Workers hoping for a pay rise will have to wait until next year, with the Reserve Bank of Australia revealing a grim prediction.
Australians hoping for a pay rise will have to wait until next year before real wages improve.
The Reserve Bank of Australia projects real wages will continue to decline until December 2023. This means that increases in the cost of living will continue to rise much more than wages.
The bank, which raised the cash rate for the first time since 2010 last weekpredicted inflation would reach about 5.9 percent by the end of this year, but wages would rise only 3 percent over the same period.
This is unlikely to pick up until December next year, when inflation is expected to fall to around 3.1%, while wage growth is expected to be slightly higher at 3.5%.
It comes as the federal opposition slammed Scott Morrison for failing to help families with living expenses, with Labor MP Tanya Plibersek saying the prime minister had ‘completely given up’.
The opposition education spokeswoman reiterated Labor’s pledge to do more to raise wages if elected to government to tackle soaring inflation.
However, the Reserve Bank added that the tight labor market and higher inflation environment meant that a growing number of private sector companies were paying higher wages and other benefits to attract and retain labor. staff.
“While overall wage growth accelerated in 2021, it was no higher than before the pandemic,” he said.
“However, the most recent evidence from liaison and company surveys indicates that larger wage increases have occurred or are expected at many private sector companies.”
According to Treasury budget documents released earlier last week, the price of what most households buy has risen 3.5% over the past year, while wage growth has risen just 2%. .3%.
This means that the actual result is that wages have fallen by 1.2% over the past 12 months.
However, the Treasury expects the current labor market to change that in the future.

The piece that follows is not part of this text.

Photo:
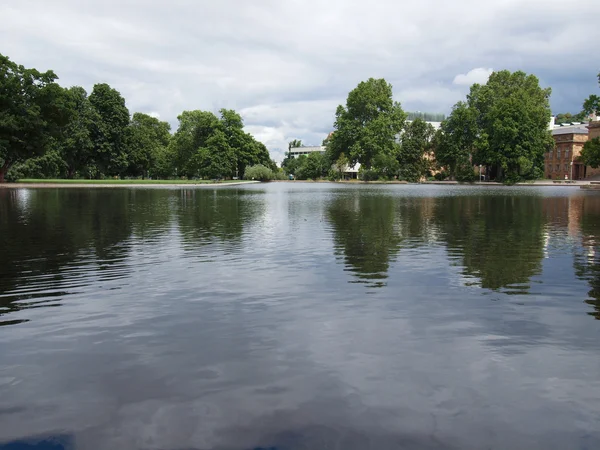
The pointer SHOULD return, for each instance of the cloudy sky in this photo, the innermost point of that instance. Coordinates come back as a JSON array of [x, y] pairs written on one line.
[[285, 65]]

“The labor market has shown remarkable strength and resilience, with conditions rebounding rapidly from the delta and omicron outbreaks,” the Treasury documents read.
“The strength of the labor market should continue to encourage participation, as job growth and rising wages draw people into the labor market, providing more labor supply in response to a strong demand.”
The unemployment rate was also revised due to the strength of the market.
It is now expected to drop from 4% to 3.75% by September 2022. That would make it the lowest unemployment rate in the country for almost 50 years.
The Treasury expects wage growth to outpace inflation by 0.25 percentage point in 2022-23, 0.5 percentage point in 2023-24 and 0.75 percentage point in 2024- 25, driven by higher nominal wage growth and lower inflation. Inflation is expected to fall back to the upper end of the Reserve Bank of Australia’s 2-3% target range by next fiscal year.
It comes as Labor MP Tanya Plibersek accused Prime Minister Scott Morrison of having “completely given up” on supporting families struggling with cost of living pressures.
“Our plan to help with wages means helping businesses with their productivity,” Ms. Plibersek told ABC. Insiders program.
“So we’re making sure we’re investing in cheaper energy, better NBN connections, lowering the cost of doing business, investing in training and education so they have more skilled workers.
“So make sure we invest in cheaper energy, better NBN connections, lower the cost of doing business, invest in training and education so they have more skilled workers.”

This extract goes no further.